De 1974 à 1989


  JEUDI 05/07/2007


Toujours aussi novateur, les dirigeants sochaliens ouvrent une école de football en 1974. Grâce à nombre de ses pensionnaires, le FCSM atteindra le dernier carré européen en 1981, puis la finale de la Coupe de France 1988.


Les hommes du renouveau : MM. Tournier, Hauss et Thouzery

Ouvert en 1974 sous les ordres de Pierre Tournier, le Centre de Formation accueille dès la première année une génération qui fera les beaux jours du club plus tard.

Genghini, Bats, Benoît puis Stopyra, Anziani, Ruty ou Bonnevay grandissent, progressent et intègrent peu à peu l'équipe pro dirigée par Hauss et Barret, puis Fauvergue.

Dans le même temps, le club se restructure avec à sa tête Jacques Thouzery.

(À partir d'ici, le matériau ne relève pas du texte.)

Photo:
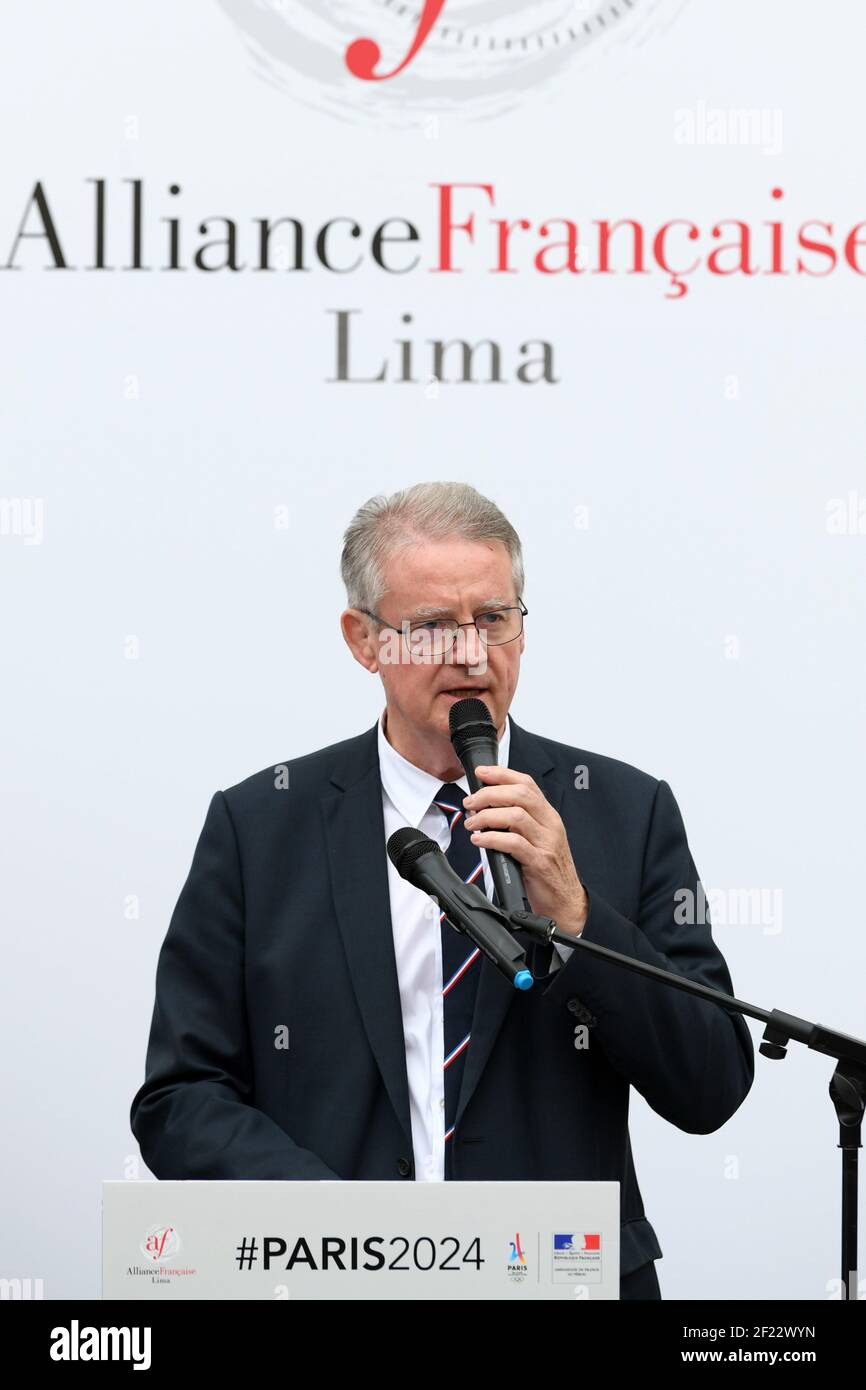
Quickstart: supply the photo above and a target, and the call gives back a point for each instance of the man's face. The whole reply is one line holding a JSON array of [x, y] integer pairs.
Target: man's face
[[446, 578]]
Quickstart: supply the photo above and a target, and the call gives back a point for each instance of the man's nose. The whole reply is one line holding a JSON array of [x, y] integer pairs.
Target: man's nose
[[469, 648]]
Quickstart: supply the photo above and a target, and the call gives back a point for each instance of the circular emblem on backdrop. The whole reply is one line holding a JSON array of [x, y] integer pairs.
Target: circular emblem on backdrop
[[410, 60]]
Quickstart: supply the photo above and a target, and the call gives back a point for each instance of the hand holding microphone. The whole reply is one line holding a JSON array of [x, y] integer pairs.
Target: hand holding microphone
[[521, 834]]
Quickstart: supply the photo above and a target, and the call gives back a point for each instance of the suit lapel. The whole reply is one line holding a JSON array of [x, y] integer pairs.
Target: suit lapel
[[355, 836], [526, 755]]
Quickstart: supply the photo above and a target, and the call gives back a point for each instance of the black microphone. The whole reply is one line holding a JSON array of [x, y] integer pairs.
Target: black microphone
[[476, 742], [420, 861]]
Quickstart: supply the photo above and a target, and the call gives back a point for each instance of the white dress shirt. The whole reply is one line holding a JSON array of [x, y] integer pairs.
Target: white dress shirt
[[407, 792]]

Patiemment, le FCSM construit une équipe compétitive, et après une nouvelle campagne européenne en 1975, termine second de D1 en 1980. Encadrés de quelques joueurs expérimentés (Revelli, Rust, Ivezic ou encore Djaadaoui), les jeunes vont mener le club vers les sommets européens.

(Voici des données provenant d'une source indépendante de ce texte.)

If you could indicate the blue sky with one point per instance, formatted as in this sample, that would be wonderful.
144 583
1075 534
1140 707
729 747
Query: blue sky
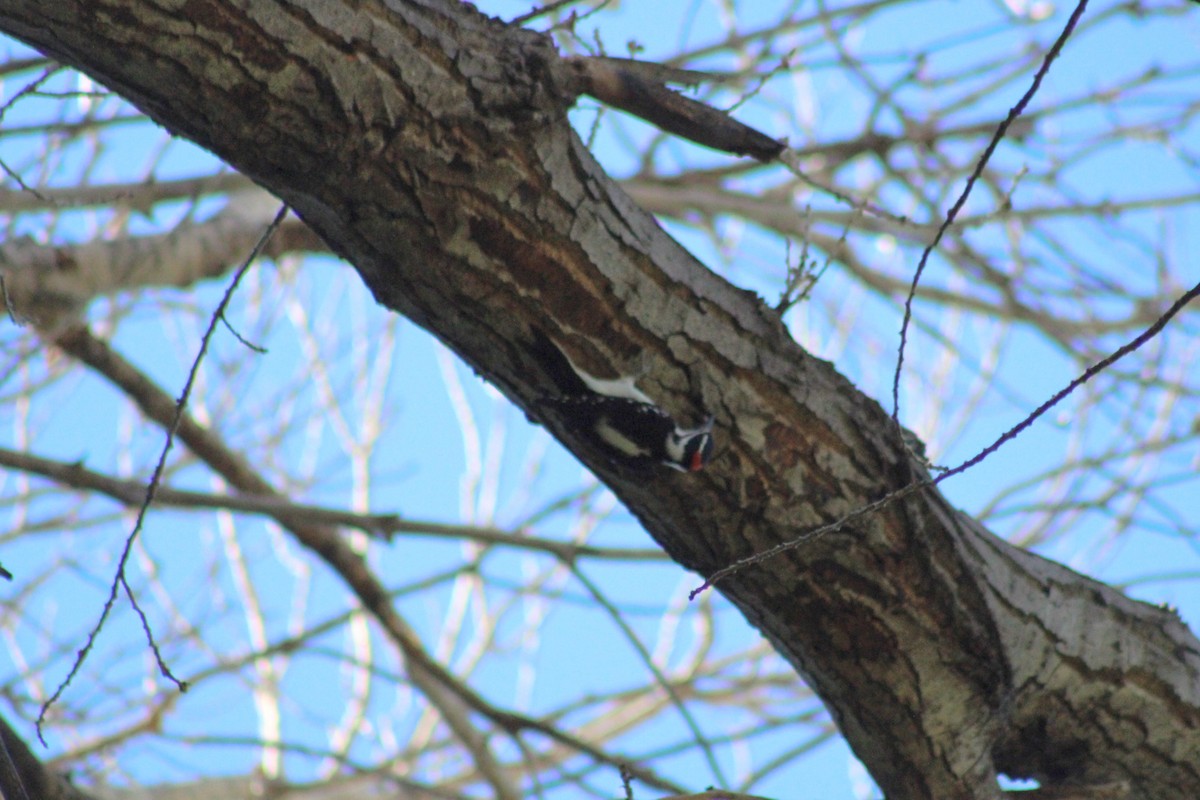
451 449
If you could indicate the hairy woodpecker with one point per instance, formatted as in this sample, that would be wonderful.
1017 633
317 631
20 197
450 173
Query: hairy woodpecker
619 417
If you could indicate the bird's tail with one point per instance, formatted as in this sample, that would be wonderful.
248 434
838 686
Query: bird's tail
557 365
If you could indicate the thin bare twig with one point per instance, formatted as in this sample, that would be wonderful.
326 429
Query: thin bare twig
966 192
120 578
1012 433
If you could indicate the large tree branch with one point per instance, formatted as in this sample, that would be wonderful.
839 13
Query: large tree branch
429 145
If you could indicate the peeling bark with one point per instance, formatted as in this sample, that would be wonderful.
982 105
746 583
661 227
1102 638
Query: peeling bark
429 145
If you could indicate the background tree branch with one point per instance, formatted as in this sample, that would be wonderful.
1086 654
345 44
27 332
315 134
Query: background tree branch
429 145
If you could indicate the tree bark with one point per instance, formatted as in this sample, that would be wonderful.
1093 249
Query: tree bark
429 145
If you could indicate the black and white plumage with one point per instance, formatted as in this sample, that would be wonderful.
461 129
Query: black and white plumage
619 417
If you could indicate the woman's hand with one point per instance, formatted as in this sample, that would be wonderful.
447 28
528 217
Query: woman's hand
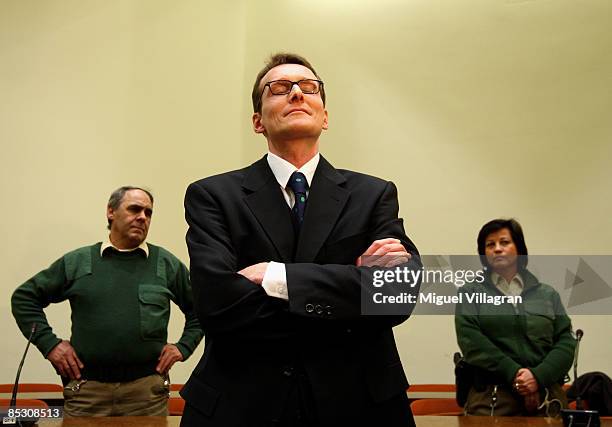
524 382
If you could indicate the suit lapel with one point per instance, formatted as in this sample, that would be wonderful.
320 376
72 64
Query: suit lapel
325 203
265 200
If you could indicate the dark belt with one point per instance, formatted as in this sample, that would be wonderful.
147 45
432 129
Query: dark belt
118 373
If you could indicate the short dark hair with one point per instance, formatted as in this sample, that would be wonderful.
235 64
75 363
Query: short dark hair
274 61
516 232
116 197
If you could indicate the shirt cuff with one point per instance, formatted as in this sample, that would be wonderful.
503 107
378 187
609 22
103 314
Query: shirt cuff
275 280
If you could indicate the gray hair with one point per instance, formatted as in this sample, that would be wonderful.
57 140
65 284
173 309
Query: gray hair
117 197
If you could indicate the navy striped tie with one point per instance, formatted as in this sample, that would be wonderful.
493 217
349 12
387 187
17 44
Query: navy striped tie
299 186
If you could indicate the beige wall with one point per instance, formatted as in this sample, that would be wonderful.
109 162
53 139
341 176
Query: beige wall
474 108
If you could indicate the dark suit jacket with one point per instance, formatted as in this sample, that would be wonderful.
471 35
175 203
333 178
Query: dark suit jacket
257 345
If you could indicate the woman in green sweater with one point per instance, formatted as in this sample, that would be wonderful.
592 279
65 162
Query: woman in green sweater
521 352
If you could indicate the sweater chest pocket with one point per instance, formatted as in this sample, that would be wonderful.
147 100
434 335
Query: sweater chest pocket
540 321
154 304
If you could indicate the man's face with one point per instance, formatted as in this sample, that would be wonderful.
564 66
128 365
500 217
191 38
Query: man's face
290 116
131 219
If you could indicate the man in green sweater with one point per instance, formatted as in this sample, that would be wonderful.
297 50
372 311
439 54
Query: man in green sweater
118 358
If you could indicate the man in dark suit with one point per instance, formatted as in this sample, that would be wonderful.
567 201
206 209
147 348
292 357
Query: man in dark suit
278 275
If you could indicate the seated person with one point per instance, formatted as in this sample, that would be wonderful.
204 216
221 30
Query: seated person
520 353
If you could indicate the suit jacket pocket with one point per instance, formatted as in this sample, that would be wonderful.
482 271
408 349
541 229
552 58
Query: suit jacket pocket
200 395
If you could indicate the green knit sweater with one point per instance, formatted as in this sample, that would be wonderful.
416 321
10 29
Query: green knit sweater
120 305
537 334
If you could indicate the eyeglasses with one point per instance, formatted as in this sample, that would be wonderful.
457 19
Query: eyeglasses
553 406
283 87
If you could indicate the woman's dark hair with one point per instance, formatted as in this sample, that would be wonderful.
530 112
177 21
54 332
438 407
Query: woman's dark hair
516 232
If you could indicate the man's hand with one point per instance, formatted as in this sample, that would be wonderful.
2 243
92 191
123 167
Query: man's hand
532 401
384 253
65 361
255 272
525 383
169 356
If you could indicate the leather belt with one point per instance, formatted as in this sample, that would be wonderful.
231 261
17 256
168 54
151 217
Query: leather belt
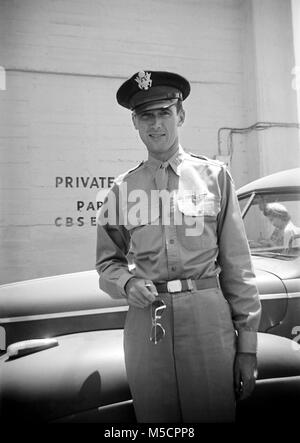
188 284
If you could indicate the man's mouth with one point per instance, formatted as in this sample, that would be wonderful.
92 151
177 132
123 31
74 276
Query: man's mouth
156 136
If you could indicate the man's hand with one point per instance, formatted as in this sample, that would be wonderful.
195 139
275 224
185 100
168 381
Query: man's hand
140 292
245 372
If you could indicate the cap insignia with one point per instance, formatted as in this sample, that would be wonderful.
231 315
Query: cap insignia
143 80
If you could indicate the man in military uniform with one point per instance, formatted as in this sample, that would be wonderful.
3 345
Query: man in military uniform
190 333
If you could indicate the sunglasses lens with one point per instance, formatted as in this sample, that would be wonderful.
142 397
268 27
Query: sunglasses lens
157 333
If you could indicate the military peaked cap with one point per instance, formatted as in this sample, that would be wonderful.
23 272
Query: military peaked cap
152 90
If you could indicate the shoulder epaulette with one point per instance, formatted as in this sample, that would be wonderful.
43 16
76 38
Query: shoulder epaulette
210 160
135 168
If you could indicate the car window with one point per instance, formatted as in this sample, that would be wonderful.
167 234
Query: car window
272 224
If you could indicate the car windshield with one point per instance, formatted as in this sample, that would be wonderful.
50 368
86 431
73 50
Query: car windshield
272 222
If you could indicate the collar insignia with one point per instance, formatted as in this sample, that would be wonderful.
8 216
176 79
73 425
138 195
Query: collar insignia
143 80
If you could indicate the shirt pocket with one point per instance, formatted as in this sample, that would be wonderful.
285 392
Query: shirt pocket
145 231
198 220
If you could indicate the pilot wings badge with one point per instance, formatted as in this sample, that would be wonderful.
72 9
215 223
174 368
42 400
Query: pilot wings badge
143 80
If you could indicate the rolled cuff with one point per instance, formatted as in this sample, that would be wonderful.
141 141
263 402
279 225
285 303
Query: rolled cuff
123 281
247 341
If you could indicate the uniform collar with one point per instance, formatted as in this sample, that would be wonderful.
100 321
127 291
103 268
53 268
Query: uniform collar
174 161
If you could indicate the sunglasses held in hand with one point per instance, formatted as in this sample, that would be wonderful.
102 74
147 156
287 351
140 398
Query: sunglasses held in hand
157 331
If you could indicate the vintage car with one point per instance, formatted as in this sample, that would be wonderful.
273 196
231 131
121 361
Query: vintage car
62 339
277 265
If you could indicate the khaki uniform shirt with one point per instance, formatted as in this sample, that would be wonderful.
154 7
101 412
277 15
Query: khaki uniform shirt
196 233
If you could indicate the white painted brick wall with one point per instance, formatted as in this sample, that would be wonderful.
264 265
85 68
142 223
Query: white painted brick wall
58 116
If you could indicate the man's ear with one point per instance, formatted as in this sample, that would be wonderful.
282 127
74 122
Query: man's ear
134 120
181 117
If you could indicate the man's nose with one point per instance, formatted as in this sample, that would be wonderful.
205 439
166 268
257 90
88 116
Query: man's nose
156 122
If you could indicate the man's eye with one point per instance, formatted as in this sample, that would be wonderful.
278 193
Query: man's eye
145 116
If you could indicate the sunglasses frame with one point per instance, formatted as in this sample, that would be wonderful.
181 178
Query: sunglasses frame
155 320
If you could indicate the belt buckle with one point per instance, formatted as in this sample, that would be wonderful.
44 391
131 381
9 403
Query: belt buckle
174 286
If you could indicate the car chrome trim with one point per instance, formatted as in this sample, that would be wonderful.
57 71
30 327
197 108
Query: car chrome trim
282 295
64 314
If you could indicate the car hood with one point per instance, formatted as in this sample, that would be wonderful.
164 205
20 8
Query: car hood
268 282
283 269
85 371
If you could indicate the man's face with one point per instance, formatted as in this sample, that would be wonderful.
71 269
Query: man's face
158 129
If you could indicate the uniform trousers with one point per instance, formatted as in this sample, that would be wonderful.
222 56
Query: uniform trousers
188 375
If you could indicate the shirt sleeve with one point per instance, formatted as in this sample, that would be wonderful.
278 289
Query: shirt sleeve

L'équipe de 1981, demi-finaliste de la Coupe UEFA

Sochaux élimine, lors de la Coupe UEFA 1980-1981, le Servette de Genève, Boavista Porto, l'Eintracht Francfort et les Grashoppers de Zurich avant d'échouer en demi-finale d'un souffle face à AZ'67. Une des plus belles pages du football sochalien d'après-guerre.

Malheureusement, le groupe jeune et talentueux va être pillé en quelques années. Saigné de ses meilleurs éléments, le FCSM est obligé d'intégrer rapidement de nouveaux jeunes qui n'ont pas eu le temps de s'aguerrir au contact du haut niveau.

En 1983, Sochaux qui rejoue la Coupe de l'UEFA avec un groupe très renouvelé est éliminé dès le premier tour. Le club a perdu de sa superbe et résiste de plus en plus mal aux joutes de D1. Au point de terminer barragiste en 1987. L'AS Cannes de Jean Fernandez l'emporte chez elle (2-0) après avoir perdu d'un rien (1-0) à l'aller. Le FCSM est poussé en D2 après 24 saisons de suite parmi l'élite.


Mecha Bazdarevic

Sylvester Takac revient aux affaires (il a été entraîneur en 1983-1984) et le club recrute deux internationaux yougoslaves pour entourer des jeunes pousses qui ont pour noms Paille, Rousset, Sauzée ou Silvestre.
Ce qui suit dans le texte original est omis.